Dieser Forderung schloss sich Hedwig Wölfl, Kinderschutzexpertin und Vizepräsidentin der Kinderliga an. Wölfl betont, dass Eltern nicht erneut in die Situation gebracht werden dürfen, dass es schamhaft besetzt ist, wenn sie ihr Kind in eine Betreuungseinrichtung, sei es Kindergarten oder Schule, schicken wollen. Voraussetzung für den Kindergarten- oder Schulbesuch darf nicht nur der Grund „Eltern arbeiten in einem versorgungskritischen Bereich“ sein. Die Frage „Warum kommt Ihr Kind?“ macht es nahezu unmöglich, dass auch vernachlässigte Kinder oder solche, die zu Hause Gewalt erfahren oder bezeugen, in die pädagogische Betreuung gebracht werden können.

Psychische Belastung

De aktuelle Gesundheitskrise ist für viele Kinder und Jugendliche eine psychische Belastung. Die Ergebnisse der im Ligabericht präsentierten Umfragen aus dem ersten Lockdown zeigen, dass Kinder und Jugendliche am meisten unter den Kontaktbeschränkungen leiden. Der direkte Austausch mit ihren sozialen Gruppen (Peers), aber auch mit Großeltern und Freunden wurde und wird für Wochen unterbrochen. Insbesondere Kinder aus bildungsärmeren Schichten verlieren nicht selten den schulischen Anschluss, Jugendliche erhalten nur mehr schwer Lehrstellen, Gewalt in Familien und psychische Probleme sind deutlich angestiegen und fast alle medizinischen und therapeutischen Angebote, vor allem für Kinder mit Beeinträchtigungen, sind seit Monaten nur schwer zugänglich. Wichtige Therapiefenster bleiben ungenützt.

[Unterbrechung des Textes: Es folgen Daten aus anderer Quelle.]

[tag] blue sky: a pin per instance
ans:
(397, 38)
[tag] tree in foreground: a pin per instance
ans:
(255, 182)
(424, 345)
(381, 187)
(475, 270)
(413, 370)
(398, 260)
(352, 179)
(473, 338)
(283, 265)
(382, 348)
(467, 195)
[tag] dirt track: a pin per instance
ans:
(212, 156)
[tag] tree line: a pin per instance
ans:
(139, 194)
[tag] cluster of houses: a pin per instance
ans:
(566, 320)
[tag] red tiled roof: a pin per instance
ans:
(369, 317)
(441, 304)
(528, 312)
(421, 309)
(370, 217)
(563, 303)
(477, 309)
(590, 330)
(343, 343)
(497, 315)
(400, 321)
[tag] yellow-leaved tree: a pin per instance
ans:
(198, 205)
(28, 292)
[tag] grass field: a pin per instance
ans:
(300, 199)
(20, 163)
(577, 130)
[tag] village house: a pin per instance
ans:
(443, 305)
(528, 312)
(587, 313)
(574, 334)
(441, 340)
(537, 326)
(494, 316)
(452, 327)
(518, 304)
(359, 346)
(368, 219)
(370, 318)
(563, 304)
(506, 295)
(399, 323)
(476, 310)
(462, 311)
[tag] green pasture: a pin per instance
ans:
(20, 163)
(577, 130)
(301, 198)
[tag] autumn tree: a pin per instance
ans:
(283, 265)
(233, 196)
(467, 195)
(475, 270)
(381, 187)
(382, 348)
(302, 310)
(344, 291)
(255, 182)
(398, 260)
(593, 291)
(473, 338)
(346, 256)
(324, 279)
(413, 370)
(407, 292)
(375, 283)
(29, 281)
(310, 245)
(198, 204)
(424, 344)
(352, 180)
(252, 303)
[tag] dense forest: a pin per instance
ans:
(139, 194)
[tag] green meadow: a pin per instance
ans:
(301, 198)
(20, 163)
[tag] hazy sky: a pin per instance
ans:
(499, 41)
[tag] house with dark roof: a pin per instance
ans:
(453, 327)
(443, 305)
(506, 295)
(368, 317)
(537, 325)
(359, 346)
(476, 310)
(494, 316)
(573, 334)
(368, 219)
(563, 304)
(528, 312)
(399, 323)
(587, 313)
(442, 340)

Niederschwellige Therapieangebote

Für Caroline Culen, Psychologin und Geschäftsführerin der Kinderliga, ist es jetzt höchste Zeit, die längst überfälligen Angebote für psychologische und psychotherapeutische Versorgung zu verstärken und diese niederschwellig, leistbar und wohnortnah für alle Kinder und Jugendlichen verfügbar zu machen. „Die Weichen für die Zeit nach der Pandemie müssen gestellt werden, gleiche Chancen sind das unangefochtene Ziel der Kinderliga“, sagte Culen. Es müsse vermieden werden, dass Probleme zu chronischen Problemen werden. 20 bis 25 Prozent der Kinder und Jugendlichen waren bereits vor Corona psychisch belastet, „wir erwarten einen Anstieg um rund zehn Prozent“, sagte Culen. „Gesundheit ist keine individuelle Entscheidung. Gesundheit darf nicht als Leistung des einzelnen Menschen gesehen werden, sondern als das Ergebnis sozialer Verhältnisse. Gesundheit hängt auch von den grundlegenden Werten einer Gesellschaft ab.“

Aktiver Kinderschutz

Kinderschutz muss gerade jetzt aktiv und nachgehend verfolgt werden, forderte die Geschäftsführerin der Kinderschutzorganisation „Die Möwe“, Hedwig Wölfl. Dem Präventionsnetzwerk „Frühe Hilfen“, den Kinderschutzzentren und der behördlichen Kinder- und Jugendhilfe kommt im Lockdown eine besondere Bedeutung zu.
Wölfl wies auch auf die besonders schwierige Lage der Jugendlichen hin. Diese entwickeln in diesem Alter ihre sexuelle Identität und für sie wäre es wichtig, sich auszuprobieren. Derzeit würden sie aber nur „haltet Abstand und kommt euch nicht zu nahe“ zu hören bekommen. „Was das entwicklungsbiologisch bedeutet, werden wir erst im Nachhinein sehen“, konstatierte Wölfl. Hier müsse jedenfalls genau hingeschaut werden, „dass das nicht in eines seltsame Bahn läuft“.